Jean-Yves Heurtin. Sans doute puisqu'il parait que, dès l'âge de 3-4 ans, je disais partout que je voulais devenir agriculteur mais ma conscience me ramène plutôt vers l'âge de 7-8 ans. Toujours est-il que, dès ma plus tendre enfance, j'étais le plus possible à la ferme dans les pieds de mes parents.
>> A quoi ressemblait l'exploitation à votre installation ?
C'est assez particulier puisque je me suis fait émanciper en 1989 à l'âge de 16 ans pour m'installer sur 18 ha. Une petite exploitation donc qui est venue s'agglomérer à celle de mes parents quand nous avons constitué un Gaec en 1992 sur un total de 80 hectares.
>> Quel outil souhaiteriez-vous transmettre ?

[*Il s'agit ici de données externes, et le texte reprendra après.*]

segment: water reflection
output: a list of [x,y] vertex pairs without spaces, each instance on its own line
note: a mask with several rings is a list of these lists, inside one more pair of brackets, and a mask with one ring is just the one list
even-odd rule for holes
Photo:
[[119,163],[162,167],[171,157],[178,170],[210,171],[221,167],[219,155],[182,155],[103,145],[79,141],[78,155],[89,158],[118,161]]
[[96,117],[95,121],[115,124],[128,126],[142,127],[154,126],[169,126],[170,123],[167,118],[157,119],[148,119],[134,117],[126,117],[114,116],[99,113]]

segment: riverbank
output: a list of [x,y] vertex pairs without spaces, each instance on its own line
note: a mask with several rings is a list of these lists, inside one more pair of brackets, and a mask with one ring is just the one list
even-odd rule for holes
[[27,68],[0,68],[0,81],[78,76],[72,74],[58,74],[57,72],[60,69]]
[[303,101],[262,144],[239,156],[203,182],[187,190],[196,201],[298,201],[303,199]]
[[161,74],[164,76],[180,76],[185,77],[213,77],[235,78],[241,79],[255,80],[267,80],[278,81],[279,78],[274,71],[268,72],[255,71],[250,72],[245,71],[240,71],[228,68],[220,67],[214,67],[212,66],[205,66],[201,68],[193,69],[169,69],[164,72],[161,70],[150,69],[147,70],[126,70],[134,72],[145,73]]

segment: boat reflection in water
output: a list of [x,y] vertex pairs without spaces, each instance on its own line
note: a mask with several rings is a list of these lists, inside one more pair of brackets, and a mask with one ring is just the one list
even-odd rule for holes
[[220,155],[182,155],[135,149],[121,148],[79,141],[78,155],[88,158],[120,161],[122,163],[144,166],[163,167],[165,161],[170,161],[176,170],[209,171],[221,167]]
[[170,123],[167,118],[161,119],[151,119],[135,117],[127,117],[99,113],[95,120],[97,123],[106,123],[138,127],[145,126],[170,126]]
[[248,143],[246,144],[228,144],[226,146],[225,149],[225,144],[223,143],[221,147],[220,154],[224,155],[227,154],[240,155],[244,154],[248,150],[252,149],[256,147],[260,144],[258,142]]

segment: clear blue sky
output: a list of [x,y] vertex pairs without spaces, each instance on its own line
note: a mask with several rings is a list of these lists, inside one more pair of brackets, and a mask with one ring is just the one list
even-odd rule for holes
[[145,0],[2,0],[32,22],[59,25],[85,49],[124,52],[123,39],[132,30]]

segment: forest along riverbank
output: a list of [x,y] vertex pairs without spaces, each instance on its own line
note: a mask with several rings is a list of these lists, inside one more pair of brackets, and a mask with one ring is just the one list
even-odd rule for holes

Je ne me suis pas encore posé la question me considérant encore loin de ce moment. Mais, à y réfléchir, je dirai un outil qui n'est pas exagérément grand de façon à ce que le(s) repreneur(s) vive de son métier mais sereinement. A savoir, qu'il dispose de temps pour se consacrer à sa famille, pour assumer des responsabilités d'élu local ou dans le monde associatif parce que l'engagement c'est important, c'est s'ouvrir au monde... Il faut et faudra de plus en plus se garder de temps pour ne pas rester cloisonné sur son exploitation.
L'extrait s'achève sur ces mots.